Technical ML/Statistics Exercises (with precise math and small computations)
Assume a standard supervised learning setting with n samples, p features, design matrix X ∈ R^{n×p}, response y, and vectors are column vectors. Be precise with math and include small numeric computations where requested.
1) Ordinary Least Squares (OLS)
Derive OLS for linear regression from first principles:
-
Model and assumptions
-
Normal equations and closed‑form estimator
-
Conditions for existence of (XᵀX)^{-1}
-
Ridge (L2) solution
-
Bias–variance effects of OLS vs ridge
2) Logistic Regression
-
Write the negative log‑likelihood for binary labels.
-
Derive the gradient and Hessian.
-
Prove convexity of the objective.
-
Compute one explicit gradient step (no bias term) with learning rate η = 0.5 for a single example x = (1, 2), y = 1, current weights w = (0.1, −0.2).
3) Overfitting
-
List three distinct mitigation techniques (e.g., regularization, early stopping, data augmentation) and explain when each helps or hurts.
-
Propose a cross‑validation plan to tune λ for L2 regularization.

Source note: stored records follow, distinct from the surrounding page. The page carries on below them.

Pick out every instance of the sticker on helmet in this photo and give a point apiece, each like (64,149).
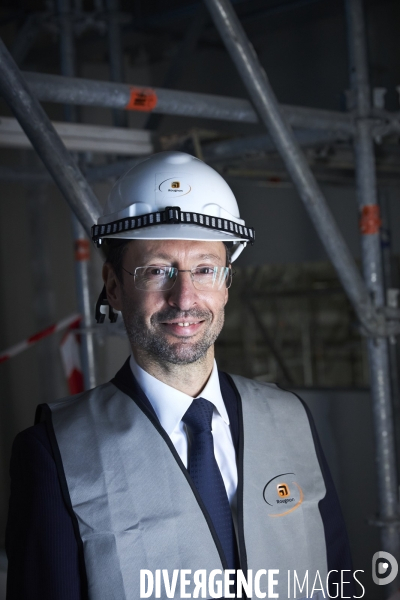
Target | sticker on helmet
(173,187)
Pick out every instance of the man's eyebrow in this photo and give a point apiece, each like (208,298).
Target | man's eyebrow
(171,258)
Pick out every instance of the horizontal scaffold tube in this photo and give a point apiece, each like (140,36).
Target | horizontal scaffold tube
(46,141)
(86,92)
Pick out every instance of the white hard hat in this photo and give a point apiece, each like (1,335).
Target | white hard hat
(173,195)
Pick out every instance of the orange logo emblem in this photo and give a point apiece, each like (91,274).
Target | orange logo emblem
(283,490)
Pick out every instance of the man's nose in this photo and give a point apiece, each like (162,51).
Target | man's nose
(183,295)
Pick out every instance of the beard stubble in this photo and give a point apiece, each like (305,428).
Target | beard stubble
(153,339)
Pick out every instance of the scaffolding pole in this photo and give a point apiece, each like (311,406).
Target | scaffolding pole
(81,243)
(47,142)
(263,97)
(86,92)
(115,55)
(373,273)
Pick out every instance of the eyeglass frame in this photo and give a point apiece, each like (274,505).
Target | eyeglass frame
(232,273)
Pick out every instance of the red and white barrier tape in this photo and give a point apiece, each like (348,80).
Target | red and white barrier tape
(17,348)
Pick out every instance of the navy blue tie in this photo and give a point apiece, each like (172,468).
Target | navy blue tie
(206,476)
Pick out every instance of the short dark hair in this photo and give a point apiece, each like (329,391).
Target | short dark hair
(115,249)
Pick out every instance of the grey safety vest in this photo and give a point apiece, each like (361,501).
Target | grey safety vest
(137,508)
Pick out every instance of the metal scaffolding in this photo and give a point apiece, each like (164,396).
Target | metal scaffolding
(366,295)
(81,243)
(367,298)
(373,274)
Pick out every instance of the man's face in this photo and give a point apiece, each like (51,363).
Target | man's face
(178,325)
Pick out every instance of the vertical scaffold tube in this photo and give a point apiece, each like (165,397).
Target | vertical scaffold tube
(81,243)
(373,274)
(264,100)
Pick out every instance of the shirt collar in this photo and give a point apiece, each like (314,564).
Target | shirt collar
(170,404)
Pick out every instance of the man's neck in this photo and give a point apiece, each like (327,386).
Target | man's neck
(189,379)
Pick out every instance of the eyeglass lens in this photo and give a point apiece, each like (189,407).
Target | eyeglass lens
(155,278)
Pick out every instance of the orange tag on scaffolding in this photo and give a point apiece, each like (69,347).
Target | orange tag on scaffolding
(370,221)
(82,250)
(142,99)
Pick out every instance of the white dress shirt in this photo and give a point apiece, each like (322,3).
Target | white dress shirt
(170,405)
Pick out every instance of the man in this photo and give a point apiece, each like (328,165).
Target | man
(172,465)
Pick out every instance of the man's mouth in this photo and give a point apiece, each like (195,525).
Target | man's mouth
(184,328)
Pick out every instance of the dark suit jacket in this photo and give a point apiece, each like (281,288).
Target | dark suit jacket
(43,544)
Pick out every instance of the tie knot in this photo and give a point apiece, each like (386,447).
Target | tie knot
(198,416)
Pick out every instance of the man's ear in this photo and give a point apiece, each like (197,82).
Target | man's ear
(113,286)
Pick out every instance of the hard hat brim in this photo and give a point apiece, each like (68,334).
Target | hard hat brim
(176,232)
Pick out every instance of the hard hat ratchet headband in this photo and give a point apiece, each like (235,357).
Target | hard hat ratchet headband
(173,215)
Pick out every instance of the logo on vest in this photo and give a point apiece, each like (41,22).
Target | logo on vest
(281,498)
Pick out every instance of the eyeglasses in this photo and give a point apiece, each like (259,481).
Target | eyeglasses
(156,278)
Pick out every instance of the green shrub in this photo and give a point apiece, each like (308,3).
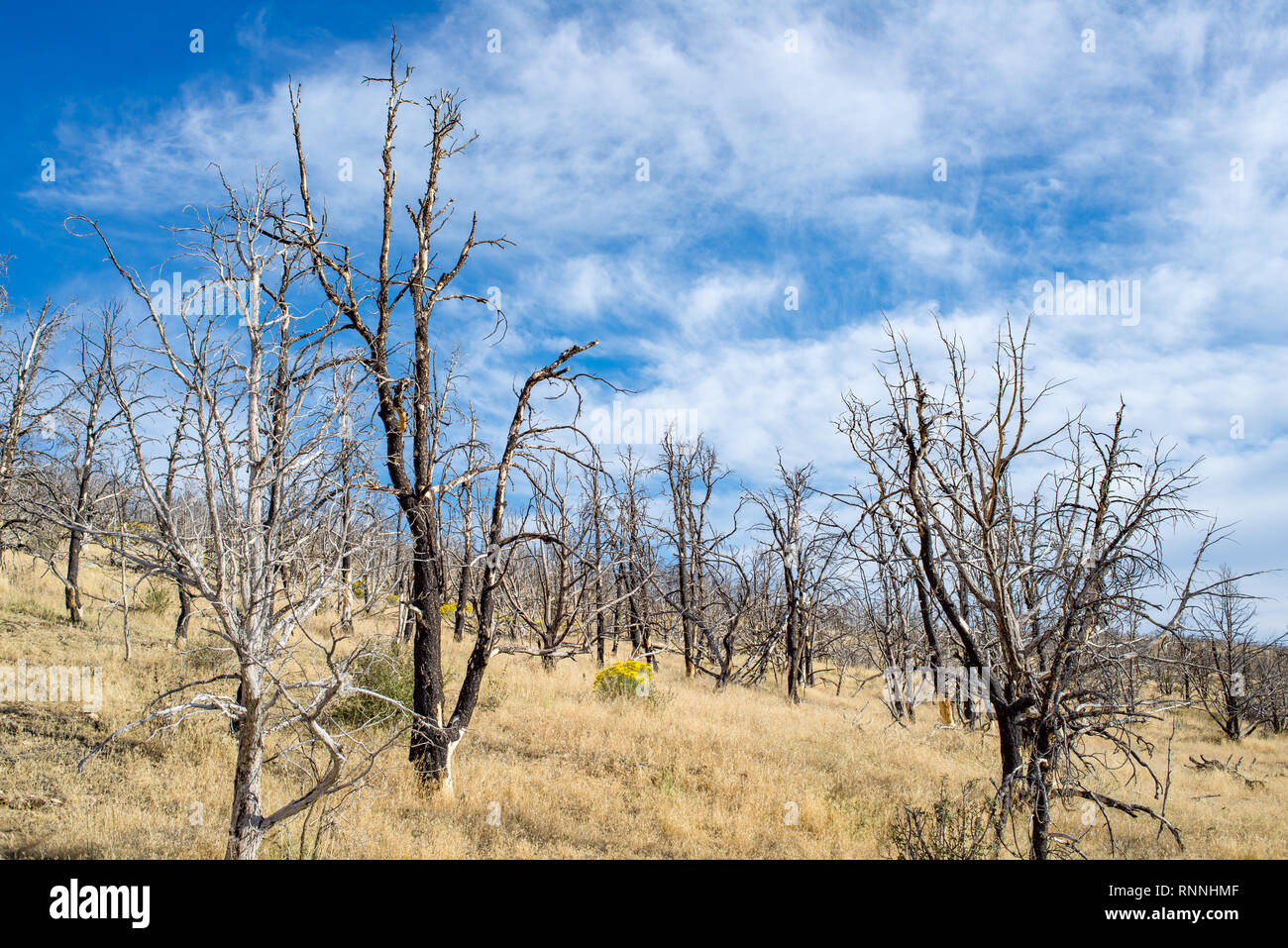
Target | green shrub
(155,600)
(952,828)
(629,679)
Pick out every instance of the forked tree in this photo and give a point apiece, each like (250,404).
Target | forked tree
(1052,539)
(397,303)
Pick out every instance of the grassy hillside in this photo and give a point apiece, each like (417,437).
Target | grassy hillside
(548,768)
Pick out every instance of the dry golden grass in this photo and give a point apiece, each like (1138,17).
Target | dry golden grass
(561,772)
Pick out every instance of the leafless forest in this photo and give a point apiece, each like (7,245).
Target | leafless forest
(288,456)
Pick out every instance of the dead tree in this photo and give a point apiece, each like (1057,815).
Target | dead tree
(1228,661)
(263,460)
(412,407)
(27,406)
(1061,575)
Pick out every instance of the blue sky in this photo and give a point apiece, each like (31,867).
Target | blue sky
(789,146)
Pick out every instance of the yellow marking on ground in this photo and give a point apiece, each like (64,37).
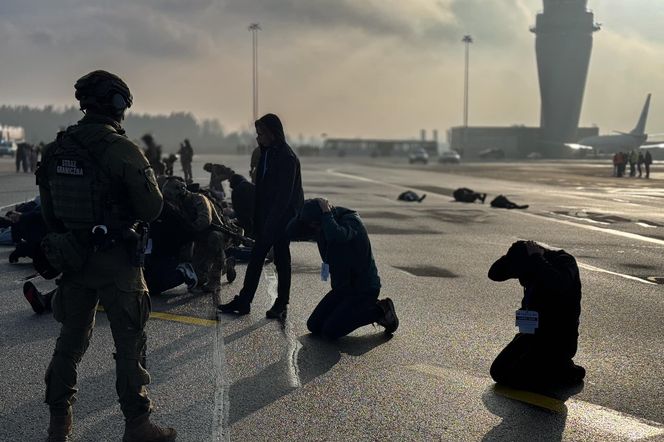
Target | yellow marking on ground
(578,412)
(531,398)
(192,320)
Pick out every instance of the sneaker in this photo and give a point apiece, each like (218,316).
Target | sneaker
(278,310)
(188,274)
(142,430)
(389,319)
(60,428)
(235,307)
(35,298)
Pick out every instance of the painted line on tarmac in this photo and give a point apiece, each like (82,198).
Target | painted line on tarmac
(220,428)
(599,418)
(621,275)
(191,320)
(363,179)
(292,344)
(598,229)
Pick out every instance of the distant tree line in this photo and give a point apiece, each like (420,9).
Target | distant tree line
(41,124)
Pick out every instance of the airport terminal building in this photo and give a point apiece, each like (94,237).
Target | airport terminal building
(513,142)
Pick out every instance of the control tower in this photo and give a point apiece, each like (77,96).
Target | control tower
(564,38)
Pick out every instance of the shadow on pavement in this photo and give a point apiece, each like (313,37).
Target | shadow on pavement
(312,357)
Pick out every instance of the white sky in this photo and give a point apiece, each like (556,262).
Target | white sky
(375,68)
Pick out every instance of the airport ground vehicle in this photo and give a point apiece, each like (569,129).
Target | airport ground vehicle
(418,156)
(492,154)
(449,157)
(8,148)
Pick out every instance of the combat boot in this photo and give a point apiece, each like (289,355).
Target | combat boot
(141,429)
(389,320)
(236,307)
(59,429)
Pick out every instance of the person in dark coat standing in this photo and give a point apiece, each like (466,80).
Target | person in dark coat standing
(540,355)
(647,161)
(345,249)
(278,199)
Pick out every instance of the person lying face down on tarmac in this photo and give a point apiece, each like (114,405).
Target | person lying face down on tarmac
(411,197)
(466,195)
(540,355)
(345,249)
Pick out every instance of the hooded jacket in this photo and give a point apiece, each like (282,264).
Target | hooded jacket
(553,289)
(343,244)
(279,195)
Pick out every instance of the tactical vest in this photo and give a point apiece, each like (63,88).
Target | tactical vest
(82,191)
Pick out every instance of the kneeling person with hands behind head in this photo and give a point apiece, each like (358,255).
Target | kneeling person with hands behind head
(345,249)
(540,355)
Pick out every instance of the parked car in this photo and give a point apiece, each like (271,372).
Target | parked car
(418,156)
(491,154)
(450,157)
(8,148)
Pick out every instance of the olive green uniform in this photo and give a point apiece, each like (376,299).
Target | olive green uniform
(208,257)
(106,274)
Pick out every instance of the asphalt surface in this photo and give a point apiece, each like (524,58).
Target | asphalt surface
(251,379)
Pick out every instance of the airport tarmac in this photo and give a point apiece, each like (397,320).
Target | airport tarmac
(251,379)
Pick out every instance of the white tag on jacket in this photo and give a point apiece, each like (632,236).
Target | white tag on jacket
(527,321)
(324,271)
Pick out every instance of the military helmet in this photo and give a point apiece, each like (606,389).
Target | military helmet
(104,91)
(174,188)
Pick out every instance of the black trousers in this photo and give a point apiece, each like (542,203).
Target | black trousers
(527,362)
(337,315)
(255,268)
(161,274)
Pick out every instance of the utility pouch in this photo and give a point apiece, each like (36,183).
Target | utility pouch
(63,252)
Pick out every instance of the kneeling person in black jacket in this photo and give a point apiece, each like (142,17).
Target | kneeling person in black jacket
(540,355)
(345,249)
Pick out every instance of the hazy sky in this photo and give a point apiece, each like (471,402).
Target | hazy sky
(380,68)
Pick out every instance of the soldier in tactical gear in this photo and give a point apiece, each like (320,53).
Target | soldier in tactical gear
(94,183)
(186,153)
(201,217)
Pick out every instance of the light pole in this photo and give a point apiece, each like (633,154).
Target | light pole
(254,28)
(467,39)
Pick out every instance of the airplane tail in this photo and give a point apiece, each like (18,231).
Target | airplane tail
(641,125)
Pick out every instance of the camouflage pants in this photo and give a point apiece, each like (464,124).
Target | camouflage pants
(208,258)
(74,305)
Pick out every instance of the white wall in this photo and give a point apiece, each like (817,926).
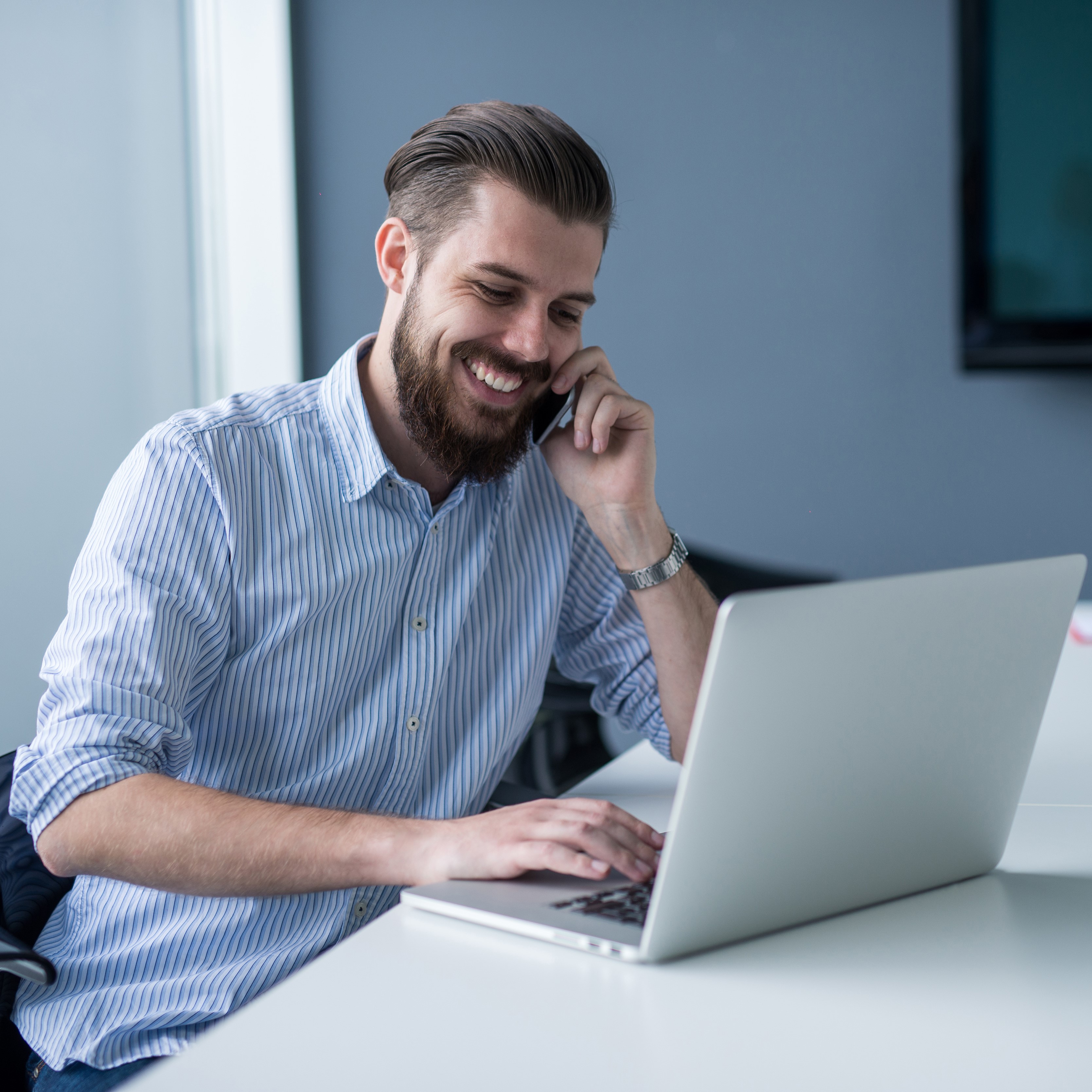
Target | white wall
(96,317)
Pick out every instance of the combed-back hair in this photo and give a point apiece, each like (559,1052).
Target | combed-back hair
(431,180)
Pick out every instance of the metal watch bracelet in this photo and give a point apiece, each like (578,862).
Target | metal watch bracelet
(662,571)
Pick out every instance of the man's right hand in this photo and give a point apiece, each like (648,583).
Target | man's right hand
(575,836)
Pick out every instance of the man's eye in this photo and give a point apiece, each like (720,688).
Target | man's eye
(495,294)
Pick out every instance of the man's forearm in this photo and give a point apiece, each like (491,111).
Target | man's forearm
(678,614)
(168,835)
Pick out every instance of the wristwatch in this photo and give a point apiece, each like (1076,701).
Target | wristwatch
(662,571)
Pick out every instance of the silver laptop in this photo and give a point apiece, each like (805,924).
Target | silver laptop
(852,743)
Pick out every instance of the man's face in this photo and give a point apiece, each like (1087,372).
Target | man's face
(495,313)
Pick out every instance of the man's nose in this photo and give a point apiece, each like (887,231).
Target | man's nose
(527,336)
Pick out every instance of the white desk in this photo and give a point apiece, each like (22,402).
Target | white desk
(985,984)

4) Bootstrapping vs Boosting
(a) Bootstrapping
-
Given sample values [2, 3, 5, 7, 11], describe the percentile‑interval procedure for a confidence interval of the mean.
-
Show the first two bootstrap resamples you would draw (with replacement) and compute their means.
-
Explain why the bootstrap can estimate uncertainty without parametric assumptions.
(b) Boosting (AdaBoost)
-
Explain the core idea (sequentially fitting to residuals or reweighted errors).
-
Perform one AdaBoost step with three training points having initial weights (1/3 each) where the weak learner misclassifies only the second point: compute ε, α = ½ ln((1−ε)/ε), the unnormalized updated weights, and the normalized distribution for the next round.
5) Compare Ensembles
Compare bagging, boosting, and random forests in terms of bias, variance, and robustness to noisy labels; provide one scenario where each is preferable.